Governor Aristoteles Sandoval signed Jalisco’s Ley de Libre Convivencia into law Friday, November 1, just hours after the State Congress had passed the bill the night before.

Having now been published in the Official Journal of Jalisco, the legislation that enhances same-sex couples’ rights to inheritance and social security by allowing two or more adults to enter into a notarized civil contract will take effect after 60 days on January 1, 2014.

Opponents of the bill called in vain for Sandoval to veto its passage late last Thursday, but the governor maintained his support for the initiative introduced by his party, the centrist Institutional Revolutionary Party (PRI), and the leftist Party of the Democratic Revolution (PRD).

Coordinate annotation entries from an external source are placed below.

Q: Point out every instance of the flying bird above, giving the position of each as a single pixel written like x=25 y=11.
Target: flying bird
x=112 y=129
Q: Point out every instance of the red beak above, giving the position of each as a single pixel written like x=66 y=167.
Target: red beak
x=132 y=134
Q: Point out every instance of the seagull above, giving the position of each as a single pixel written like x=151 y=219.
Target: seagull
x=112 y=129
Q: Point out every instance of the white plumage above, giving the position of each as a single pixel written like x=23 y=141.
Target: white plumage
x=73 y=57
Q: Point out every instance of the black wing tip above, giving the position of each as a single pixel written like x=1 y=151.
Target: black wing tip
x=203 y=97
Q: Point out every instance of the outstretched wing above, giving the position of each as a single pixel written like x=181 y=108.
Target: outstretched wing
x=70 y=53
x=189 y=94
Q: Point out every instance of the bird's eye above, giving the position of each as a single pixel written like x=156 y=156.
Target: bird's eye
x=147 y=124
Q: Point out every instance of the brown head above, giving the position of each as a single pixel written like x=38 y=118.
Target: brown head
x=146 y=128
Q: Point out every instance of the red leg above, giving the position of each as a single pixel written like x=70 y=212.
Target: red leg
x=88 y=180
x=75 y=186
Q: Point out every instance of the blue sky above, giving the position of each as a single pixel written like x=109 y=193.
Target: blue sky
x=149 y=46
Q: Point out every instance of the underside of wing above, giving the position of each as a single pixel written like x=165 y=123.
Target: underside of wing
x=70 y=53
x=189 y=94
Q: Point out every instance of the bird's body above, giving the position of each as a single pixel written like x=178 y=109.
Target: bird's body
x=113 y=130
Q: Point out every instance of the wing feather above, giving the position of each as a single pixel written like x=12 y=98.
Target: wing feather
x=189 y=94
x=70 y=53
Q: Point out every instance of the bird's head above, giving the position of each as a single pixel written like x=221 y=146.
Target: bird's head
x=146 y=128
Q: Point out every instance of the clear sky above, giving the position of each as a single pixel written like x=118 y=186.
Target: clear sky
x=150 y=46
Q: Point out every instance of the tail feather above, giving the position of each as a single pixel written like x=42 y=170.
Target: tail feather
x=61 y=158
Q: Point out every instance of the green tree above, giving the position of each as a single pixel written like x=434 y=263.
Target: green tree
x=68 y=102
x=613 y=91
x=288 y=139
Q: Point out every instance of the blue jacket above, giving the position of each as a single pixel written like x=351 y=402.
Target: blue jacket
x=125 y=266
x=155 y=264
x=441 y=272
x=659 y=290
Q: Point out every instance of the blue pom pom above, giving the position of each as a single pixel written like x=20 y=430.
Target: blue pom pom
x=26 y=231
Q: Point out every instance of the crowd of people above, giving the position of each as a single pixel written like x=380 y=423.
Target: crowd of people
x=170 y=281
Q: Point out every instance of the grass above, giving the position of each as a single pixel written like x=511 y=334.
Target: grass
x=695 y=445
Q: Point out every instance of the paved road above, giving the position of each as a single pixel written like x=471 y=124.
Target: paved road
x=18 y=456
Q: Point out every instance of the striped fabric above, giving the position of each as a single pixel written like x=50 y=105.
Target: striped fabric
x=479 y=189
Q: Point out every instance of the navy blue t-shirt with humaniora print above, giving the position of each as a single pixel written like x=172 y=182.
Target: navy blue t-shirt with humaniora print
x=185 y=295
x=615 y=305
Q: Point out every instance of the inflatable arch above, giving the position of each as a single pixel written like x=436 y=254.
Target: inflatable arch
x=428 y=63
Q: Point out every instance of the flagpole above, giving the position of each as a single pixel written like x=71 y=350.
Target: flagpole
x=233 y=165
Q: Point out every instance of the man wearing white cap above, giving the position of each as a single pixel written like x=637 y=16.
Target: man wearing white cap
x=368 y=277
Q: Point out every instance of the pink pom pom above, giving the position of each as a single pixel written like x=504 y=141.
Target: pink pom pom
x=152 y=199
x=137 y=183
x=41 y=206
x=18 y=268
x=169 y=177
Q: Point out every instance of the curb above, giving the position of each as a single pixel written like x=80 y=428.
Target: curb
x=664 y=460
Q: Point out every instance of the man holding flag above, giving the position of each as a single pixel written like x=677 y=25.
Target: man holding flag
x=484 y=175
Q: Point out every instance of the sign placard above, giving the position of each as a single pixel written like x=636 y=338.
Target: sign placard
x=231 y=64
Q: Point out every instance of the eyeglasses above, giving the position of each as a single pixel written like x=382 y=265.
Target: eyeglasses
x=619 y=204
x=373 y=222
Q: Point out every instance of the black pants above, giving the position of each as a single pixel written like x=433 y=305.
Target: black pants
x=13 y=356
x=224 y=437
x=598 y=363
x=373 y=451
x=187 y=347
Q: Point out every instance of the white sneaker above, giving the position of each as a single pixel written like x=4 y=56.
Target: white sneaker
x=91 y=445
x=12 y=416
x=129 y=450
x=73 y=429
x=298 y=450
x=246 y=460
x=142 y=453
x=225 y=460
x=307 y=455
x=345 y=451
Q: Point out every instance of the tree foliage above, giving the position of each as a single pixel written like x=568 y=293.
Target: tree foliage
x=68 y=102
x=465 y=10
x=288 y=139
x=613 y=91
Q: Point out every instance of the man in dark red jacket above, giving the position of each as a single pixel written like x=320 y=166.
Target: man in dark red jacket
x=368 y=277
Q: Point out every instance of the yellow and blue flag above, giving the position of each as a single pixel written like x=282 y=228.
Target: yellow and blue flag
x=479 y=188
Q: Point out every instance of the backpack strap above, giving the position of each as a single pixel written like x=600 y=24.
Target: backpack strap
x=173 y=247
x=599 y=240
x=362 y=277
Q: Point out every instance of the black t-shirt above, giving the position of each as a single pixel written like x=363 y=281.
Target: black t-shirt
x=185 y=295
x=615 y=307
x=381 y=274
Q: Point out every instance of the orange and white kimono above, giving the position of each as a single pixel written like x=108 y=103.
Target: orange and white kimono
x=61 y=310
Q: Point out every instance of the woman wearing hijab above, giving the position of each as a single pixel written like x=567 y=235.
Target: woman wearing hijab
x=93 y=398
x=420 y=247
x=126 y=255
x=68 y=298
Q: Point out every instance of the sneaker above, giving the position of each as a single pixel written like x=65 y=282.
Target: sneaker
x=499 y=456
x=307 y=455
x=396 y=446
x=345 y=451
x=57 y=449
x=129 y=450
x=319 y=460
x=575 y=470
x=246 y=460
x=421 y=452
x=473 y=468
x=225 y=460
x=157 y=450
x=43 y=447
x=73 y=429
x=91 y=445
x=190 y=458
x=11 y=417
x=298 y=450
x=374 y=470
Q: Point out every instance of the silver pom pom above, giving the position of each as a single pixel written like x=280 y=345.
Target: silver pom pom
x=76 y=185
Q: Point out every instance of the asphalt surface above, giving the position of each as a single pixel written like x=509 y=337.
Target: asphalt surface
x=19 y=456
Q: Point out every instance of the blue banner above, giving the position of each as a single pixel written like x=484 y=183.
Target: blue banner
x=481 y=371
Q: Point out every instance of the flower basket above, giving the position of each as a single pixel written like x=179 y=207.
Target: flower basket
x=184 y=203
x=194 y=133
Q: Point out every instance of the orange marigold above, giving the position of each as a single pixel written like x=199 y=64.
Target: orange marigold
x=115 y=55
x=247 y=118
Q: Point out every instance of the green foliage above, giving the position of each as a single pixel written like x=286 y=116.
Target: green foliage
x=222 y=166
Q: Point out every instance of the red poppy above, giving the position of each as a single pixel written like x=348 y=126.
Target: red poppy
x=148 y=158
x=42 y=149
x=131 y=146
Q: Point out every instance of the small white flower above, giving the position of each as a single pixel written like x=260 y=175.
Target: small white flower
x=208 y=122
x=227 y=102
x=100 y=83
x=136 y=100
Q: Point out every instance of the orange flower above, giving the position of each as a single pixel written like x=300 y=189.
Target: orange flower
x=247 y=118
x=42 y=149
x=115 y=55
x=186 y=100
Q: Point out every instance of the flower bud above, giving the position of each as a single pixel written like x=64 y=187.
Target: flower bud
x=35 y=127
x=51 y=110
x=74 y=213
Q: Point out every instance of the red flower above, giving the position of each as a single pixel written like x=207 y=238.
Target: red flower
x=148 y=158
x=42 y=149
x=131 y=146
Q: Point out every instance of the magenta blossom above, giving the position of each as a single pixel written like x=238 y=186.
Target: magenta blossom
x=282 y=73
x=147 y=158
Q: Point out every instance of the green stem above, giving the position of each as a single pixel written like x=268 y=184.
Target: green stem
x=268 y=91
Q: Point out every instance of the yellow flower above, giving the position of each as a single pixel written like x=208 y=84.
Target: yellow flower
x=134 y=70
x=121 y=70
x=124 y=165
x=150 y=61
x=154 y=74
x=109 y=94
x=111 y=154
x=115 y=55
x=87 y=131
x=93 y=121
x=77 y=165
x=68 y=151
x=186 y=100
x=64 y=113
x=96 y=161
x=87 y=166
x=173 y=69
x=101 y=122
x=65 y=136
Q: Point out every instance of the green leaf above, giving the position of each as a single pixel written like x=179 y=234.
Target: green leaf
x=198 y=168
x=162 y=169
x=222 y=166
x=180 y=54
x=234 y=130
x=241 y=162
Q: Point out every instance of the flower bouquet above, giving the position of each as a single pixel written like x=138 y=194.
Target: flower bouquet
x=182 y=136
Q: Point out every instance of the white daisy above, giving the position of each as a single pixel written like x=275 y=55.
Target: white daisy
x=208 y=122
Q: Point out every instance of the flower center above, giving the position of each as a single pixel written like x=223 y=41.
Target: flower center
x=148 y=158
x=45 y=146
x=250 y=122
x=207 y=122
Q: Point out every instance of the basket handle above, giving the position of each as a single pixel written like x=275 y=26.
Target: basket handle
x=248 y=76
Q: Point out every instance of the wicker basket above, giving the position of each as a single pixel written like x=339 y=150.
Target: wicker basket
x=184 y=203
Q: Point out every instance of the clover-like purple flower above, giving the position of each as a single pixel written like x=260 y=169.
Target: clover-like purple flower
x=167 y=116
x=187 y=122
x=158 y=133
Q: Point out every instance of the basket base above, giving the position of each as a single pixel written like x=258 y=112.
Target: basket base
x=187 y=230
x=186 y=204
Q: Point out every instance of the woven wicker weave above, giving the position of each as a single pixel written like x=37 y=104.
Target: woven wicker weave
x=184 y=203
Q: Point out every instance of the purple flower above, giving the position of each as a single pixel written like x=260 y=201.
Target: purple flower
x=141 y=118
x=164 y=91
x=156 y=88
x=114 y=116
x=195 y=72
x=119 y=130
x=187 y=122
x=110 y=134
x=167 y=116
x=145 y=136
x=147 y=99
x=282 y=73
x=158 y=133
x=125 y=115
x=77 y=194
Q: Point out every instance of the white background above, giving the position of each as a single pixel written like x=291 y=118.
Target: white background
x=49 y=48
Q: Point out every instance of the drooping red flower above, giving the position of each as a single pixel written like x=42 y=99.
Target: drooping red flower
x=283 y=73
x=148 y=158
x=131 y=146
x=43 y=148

The law does not permit same-sex couples to marry and explicitly states that they cannot adopt children.

Nonetheless, local conservative groups fear that the legislation paves the way for such developments. During Sunday Mass, Cardinal Francisco Robles Ortega, the archbishop of Guadalajara, warned the Catholic community to remain alert and keep defending the sanctity of marriage, because “we know this isn’t going to stop here. There are groups that will continue to be active upon seeing that they did not get everything they proposed.”

Meanwhile, Guillermo Martinez Mora, a legislator from the right-wing National Action Party (PAN), reacted to the bill’s passage with a rabid, unsubstantiated rant, claiming that “children living with homosexuals have mental and physical problems and use more drugs.”  Even with its adoption clause, he called the initiative “detrimental to the development of children.”